C’était une bien curieuse montagne, elle semblait inaccessible… d’ailleurs, de mémoire d’homme dans le village, personne ne s’était jamais aventuré au-delà de la forêt de sapins qui marquait l’entrée d’un territoire que l’on disait maudit. Les conifères formaient une barrière naturelle, sombre quelle que soit la saison.

Un chemin escarpé partait du village, mais nul ne l’empruntait, aucun pas n’osait affronter les ronces, repousser la végétation serrée, pour tenter d’atteindre les cimes, et enfin comprendre le mystère du lieu.
De la vallée, on apercevait des pics blancs, telles des lances ils transperçaient les nuages.

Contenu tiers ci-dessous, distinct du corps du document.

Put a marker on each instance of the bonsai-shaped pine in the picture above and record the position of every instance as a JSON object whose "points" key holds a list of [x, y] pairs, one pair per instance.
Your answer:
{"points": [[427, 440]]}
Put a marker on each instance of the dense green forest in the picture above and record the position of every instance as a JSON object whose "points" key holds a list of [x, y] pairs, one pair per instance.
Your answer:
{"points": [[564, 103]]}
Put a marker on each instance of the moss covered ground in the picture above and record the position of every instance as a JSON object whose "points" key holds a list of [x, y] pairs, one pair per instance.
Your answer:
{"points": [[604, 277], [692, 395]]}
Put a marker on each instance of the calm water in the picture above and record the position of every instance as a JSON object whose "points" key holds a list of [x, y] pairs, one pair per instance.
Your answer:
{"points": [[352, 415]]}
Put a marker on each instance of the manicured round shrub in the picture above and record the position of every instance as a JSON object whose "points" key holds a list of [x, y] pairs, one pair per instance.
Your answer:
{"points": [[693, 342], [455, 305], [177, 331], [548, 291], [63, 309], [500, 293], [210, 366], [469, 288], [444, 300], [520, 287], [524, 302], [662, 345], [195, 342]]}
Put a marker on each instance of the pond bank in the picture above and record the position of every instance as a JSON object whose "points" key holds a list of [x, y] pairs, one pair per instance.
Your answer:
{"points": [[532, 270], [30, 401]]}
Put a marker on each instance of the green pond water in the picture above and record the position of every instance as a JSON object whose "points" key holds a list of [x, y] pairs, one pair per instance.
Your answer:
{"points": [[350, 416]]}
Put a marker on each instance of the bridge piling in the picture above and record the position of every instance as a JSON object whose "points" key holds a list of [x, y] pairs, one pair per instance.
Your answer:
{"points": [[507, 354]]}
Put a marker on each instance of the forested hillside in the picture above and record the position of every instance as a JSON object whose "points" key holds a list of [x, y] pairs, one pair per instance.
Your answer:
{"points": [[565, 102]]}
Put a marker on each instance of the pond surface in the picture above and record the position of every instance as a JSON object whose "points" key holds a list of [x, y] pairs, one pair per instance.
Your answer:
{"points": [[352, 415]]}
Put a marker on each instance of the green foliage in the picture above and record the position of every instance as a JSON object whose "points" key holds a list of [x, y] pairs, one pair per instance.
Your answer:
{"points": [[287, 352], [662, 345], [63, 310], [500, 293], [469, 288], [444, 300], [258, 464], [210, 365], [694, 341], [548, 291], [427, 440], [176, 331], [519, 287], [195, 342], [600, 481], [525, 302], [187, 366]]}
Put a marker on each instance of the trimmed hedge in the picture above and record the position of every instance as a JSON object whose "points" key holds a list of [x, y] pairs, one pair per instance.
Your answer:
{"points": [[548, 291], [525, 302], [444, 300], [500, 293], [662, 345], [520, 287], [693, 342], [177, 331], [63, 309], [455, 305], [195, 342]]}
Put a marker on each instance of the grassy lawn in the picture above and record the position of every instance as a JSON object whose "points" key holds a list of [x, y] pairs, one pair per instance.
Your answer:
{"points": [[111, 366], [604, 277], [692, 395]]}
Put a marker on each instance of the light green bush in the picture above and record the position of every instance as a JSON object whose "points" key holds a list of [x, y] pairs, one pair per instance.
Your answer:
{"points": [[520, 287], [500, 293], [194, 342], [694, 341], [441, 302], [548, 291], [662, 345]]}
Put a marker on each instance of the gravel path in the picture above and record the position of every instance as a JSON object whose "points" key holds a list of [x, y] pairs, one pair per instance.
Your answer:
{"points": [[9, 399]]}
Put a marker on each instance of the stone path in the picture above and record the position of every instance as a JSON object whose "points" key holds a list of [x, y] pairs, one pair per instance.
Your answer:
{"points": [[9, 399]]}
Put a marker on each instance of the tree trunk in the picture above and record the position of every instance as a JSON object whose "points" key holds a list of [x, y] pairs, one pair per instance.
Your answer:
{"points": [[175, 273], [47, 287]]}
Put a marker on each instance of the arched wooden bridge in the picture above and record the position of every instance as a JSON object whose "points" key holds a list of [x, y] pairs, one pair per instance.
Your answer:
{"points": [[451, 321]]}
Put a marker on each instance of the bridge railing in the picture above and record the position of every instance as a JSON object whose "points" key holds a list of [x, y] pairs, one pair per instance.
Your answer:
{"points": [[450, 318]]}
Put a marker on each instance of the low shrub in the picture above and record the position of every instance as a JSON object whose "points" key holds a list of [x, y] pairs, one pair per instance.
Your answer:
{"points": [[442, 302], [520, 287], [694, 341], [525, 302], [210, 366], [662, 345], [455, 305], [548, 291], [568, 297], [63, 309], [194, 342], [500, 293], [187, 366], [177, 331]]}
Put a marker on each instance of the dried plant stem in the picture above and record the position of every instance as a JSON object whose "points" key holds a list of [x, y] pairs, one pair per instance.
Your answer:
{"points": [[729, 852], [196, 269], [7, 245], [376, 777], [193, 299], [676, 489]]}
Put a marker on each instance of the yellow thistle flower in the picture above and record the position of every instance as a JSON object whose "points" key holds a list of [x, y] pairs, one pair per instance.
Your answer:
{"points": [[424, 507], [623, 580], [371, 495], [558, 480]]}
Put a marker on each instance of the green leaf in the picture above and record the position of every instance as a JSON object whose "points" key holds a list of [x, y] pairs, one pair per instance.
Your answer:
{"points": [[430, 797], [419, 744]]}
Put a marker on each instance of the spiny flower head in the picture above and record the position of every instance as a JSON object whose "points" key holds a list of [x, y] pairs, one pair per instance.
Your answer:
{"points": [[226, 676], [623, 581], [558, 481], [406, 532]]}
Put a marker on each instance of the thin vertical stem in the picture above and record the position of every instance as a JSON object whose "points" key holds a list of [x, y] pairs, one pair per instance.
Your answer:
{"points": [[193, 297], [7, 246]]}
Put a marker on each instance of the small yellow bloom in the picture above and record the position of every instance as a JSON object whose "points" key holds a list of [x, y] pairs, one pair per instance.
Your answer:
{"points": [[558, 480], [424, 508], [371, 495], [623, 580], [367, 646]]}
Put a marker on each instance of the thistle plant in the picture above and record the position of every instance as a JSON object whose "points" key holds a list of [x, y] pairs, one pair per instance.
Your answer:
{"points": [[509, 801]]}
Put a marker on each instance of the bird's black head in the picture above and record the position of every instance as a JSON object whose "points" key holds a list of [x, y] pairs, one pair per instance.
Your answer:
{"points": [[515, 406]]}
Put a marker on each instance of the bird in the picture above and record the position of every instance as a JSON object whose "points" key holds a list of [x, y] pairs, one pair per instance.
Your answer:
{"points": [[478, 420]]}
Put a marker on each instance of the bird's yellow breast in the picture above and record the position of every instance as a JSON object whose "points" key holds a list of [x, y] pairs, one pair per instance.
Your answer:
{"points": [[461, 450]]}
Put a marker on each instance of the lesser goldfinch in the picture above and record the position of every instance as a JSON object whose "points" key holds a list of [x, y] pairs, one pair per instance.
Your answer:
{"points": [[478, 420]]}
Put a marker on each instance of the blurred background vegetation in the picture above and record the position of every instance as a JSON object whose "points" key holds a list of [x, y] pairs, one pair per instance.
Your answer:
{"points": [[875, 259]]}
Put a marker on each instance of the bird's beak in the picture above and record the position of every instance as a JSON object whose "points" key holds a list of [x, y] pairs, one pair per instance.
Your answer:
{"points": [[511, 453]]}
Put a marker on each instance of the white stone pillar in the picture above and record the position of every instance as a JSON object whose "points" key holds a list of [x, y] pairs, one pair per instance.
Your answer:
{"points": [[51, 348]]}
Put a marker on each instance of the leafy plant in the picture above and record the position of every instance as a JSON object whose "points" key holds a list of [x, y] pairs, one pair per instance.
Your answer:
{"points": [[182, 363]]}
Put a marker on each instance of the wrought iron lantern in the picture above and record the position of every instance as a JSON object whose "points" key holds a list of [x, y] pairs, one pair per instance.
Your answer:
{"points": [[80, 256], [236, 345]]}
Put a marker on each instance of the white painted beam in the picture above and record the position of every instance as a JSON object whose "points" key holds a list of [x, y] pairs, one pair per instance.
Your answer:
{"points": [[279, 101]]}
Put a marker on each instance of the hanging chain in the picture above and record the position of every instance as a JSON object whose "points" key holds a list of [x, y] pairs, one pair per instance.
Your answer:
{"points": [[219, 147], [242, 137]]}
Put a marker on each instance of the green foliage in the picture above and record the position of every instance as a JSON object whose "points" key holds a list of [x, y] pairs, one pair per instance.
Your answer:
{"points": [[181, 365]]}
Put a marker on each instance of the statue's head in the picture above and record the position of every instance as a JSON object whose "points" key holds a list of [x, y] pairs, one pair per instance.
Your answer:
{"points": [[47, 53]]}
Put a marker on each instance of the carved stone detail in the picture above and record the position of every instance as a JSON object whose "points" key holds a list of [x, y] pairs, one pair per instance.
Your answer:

On prétendait qu’un château aurait été creusé dans la roche, que ses salles seraient d’anciens habitats troglodytiques et l’on disait même que les pics, qu’on pouvait apercevoir du hameau, par temps clair, n’étaient autres que les tours du château.

 

Loin de là, dans une région voisine, vivait un jeune homme qui depuis sa naissance n’avait connu que  misère et privations. Il  rêvait  de s’affranchir de la pauvreté et était résolu à partir chercher, de par le monde, la fortune que la vie ne lui avait pas donnée au berceau.
Rien ne l’aurait détourné de son projet hasardeux, ni le regard de son père, ni l’amour de sa mère. Sa décision était prise, il ignorerait les dangers, ou alors, il les affronterait au moment voulu. D’ailleurs, à l’heure du départ et des adieux, il ne voulait même pas penser aux épreuves qui l’attendaient.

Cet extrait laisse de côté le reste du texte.